Traduction certifiée conforme

François Blais, LL.L.


                                                                                                                                 Date : 19980220

                                                                                                                           Dossier : T-1448-97

             AFFAIRE INTÉRESSANT UN RENVOI À L'ARBITRAGE FONDÉ SUR LA

              PARTIE III DE LA SECTION XIV DU CODE CANADIEN DU TRAVAIL,

                                                           L.R.C. (1985), CH. L-1

                                                                             et

                UNE PLAINTE DE CONGÉDIEMENT INJUSTE DÉPOSÉE EN VERTU

                           DE L'ARTICLE 242 DU CODE CANADIEN DU TRAVAIL.

ENTRE

                                                             NOLAN ACKMAN,

                                                                                                                                           requérant,

                                                                             et

                                                   L'ARBITRE ALLEN W. YOST,

             (désigné à titre d'arbitre en vertu de l'article 242 du Code canadien du travail),

                                                    LE MINISTRE DU TRAVAIL

                                             et Portage-Delta Broadcasting Co. Ltd.,

                                                                                                                                               intimés.

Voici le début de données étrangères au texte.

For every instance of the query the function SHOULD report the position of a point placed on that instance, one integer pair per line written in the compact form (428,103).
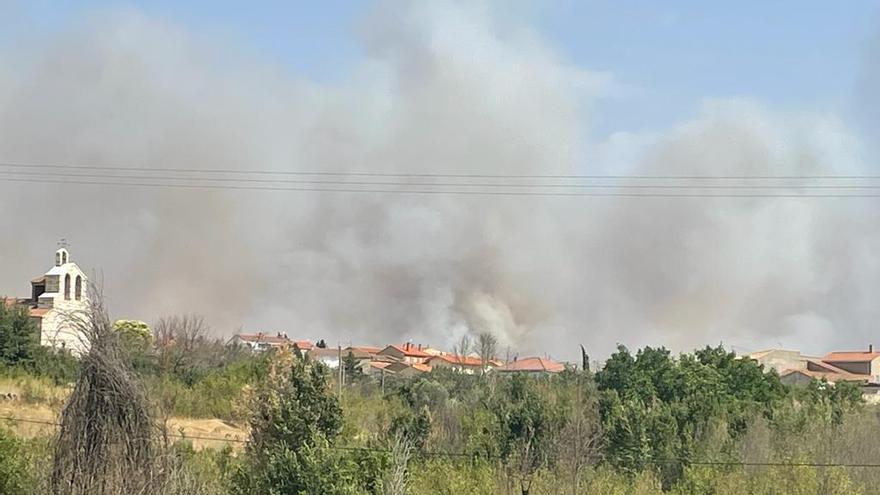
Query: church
(56,296)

                                                  MOTIFS DE L'ORDONNANCE

LE JUGE CAMPBELL

1           Il s'agit d'une demande de contrôle judiciaire de la décision par laquelle Allen W. Yost, arbitre désigné conformément à l'article 242 du Code canadien du travail, (l'arbitre) a conclu le 30 mai 1997 que le congédiement de Nolan Ackman (le requérant) par CFRY Radio, Portage-Delta Broadcasting Co. Ltd., (CFRY) n'était pas injuste.

2           Dans sa demande de contrôle judiciaire, le requérant a invoqué douze motifs qui disent essentiellement que l'arbitre a agi sans compétence ou a outre passé sa compétence, ou encore qu'il a commis une erreur de droit en omettant d'exercer sa compétence lorsqu'il a conclu que le congédiement n'était pas injuste. Le requérant demande donc que l'ordonnance soit annulée ou infirmée et que l'affaire soit renvoyée à un autre arbitre pour nouvelle audition.

A. Faits sur lesquels l'arbitre s'est fondé dans sa décision

3           J'ai résumé les faits en me fondant sur l'affidavit du requérant, sur la décision de l'arbitre et sur les pièces qui ont été produites à l'audience.

4           Le requérant a été embauché par CFRY à titre de directeur des nouvelles et des sports en septembre 1988. Il avait alors sept années d'expérience à ce titre. La station de radiodiffusion CFRY est située à Portage la Prairie, où le requérant habitait. Au moment où le requérant a été embauché, on lui a dit que son emploi exigeait qu'il habite à Portage la Prairie. Le requérant était chargé de veiller à ce que les nouvelles locales, les sports, les questions concernant le conseil municipal et tout autre événement méritant d'être signalé qui s'était produit pendant la journée soient relatés. Il supervisait deux autres personnes au sein du service des nouvelles, il assignait les reportages et il examinait le rendement de ces personnes. Son salaire de départ était de 1 875 $ par mois.

5           Au moment de l'embauchage, Bob Turner (M. Turner) était directeur de la programmation et superviseur du requérant. Le 11 mai 1989, le requérant a reçu une note de service dans laquelle M. Turner critiquait son rendement sur les ondes et lui demandait de se conformer à certaines règles à l'égard de la façon dont il lisait les nouvelles.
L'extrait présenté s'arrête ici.